ISSN 1308-8483
Kör Nefis, Kör Gırtlak / Tarık Dursun K.
  Yayın Tarihi: 10.8.2010    


Kör Nefis, Kör Gırtlak

Diyet, hastalık yüzünden hastaya bazı yiyecek ve içeceklerin yasak edilmesi olayı imiş. Benim ara tara, bulabildiğim kitaplardan çıkardığım tanım budur.
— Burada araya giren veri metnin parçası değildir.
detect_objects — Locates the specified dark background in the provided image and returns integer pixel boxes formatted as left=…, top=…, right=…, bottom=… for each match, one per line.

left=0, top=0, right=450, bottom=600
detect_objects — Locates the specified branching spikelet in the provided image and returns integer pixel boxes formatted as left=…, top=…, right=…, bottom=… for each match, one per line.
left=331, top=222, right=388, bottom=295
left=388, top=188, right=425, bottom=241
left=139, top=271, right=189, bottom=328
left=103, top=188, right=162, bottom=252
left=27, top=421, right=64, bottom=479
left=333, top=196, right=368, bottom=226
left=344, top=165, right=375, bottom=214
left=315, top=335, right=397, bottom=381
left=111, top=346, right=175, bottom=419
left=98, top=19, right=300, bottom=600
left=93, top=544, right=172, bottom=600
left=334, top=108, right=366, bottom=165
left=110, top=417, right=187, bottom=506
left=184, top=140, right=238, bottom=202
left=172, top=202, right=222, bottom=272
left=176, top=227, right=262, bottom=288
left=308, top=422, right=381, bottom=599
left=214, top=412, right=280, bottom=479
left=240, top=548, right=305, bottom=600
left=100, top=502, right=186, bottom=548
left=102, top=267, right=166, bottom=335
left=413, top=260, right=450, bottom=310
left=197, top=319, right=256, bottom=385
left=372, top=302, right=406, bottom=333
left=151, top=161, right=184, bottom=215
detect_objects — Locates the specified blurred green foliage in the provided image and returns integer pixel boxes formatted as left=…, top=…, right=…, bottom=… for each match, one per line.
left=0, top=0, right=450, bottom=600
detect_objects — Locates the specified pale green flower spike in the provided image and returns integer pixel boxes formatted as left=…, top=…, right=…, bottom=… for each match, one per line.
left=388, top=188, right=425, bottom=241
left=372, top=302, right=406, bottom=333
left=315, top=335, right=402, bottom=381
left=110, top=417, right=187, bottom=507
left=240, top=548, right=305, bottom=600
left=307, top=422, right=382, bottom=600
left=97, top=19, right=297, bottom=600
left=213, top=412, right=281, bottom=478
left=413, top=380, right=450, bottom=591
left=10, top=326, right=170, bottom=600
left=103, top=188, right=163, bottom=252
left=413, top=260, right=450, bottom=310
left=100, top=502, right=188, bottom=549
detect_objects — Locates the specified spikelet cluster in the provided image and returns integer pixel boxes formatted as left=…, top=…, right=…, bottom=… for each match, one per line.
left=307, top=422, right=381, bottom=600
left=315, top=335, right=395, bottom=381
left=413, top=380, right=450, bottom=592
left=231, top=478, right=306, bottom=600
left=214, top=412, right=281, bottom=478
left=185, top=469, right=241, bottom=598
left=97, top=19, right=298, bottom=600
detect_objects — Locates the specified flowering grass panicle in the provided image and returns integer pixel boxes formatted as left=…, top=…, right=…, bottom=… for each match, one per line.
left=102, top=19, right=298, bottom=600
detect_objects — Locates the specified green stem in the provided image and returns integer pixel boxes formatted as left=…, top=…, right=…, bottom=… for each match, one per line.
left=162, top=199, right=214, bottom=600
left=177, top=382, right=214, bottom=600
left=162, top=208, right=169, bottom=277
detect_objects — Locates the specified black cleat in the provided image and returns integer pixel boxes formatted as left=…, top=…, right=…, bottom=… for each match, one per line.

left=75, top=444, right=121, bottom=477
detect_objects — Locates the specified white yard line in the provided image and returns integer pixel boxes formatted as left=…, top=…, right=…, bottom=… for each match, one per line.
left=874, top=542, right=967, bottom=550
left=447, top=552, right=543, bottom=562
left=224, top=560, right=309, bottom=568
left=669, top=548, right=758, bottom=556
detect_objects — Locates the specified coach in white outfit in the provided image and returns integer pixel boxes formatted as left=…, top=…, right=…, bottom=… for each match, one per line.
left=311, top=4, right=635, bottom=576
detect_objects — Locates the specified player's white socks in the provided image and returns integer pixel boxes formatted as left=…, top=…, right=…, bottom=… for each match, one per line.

Yanı sıra, günümüzde diyet bir anlamda perhiz etmek, sağlıklı oluvermek (ya da hiç değilse öyle görünebilmek) uğruna bir çok “şey”i yememek yerine çok daha değişik “şey”leri yemek demekmiş de.

İngiliz şair Lord Byron ince, sırım gibi, kendini ve sağlığını gözeten, titiz bir kişiymiş. Günlerini birkaç parça bisküvi ve şişe şişe gazoz (ya da madensuyu) içerek geçirirmiş. Zaman olur, bu sıralamada değişiklik yapar ve sözgelişi çiğ patates, pirinç lapası, haşlama balık ve yine (bıkmadan usanmadan) çiğden sebzeler yermiş. Şairin açlığını bastırma konusunda bulduğu bir başka yöntem de ağzına tıktığı avuç dolusu tütünü habire çiğnemekmiş, o kadar.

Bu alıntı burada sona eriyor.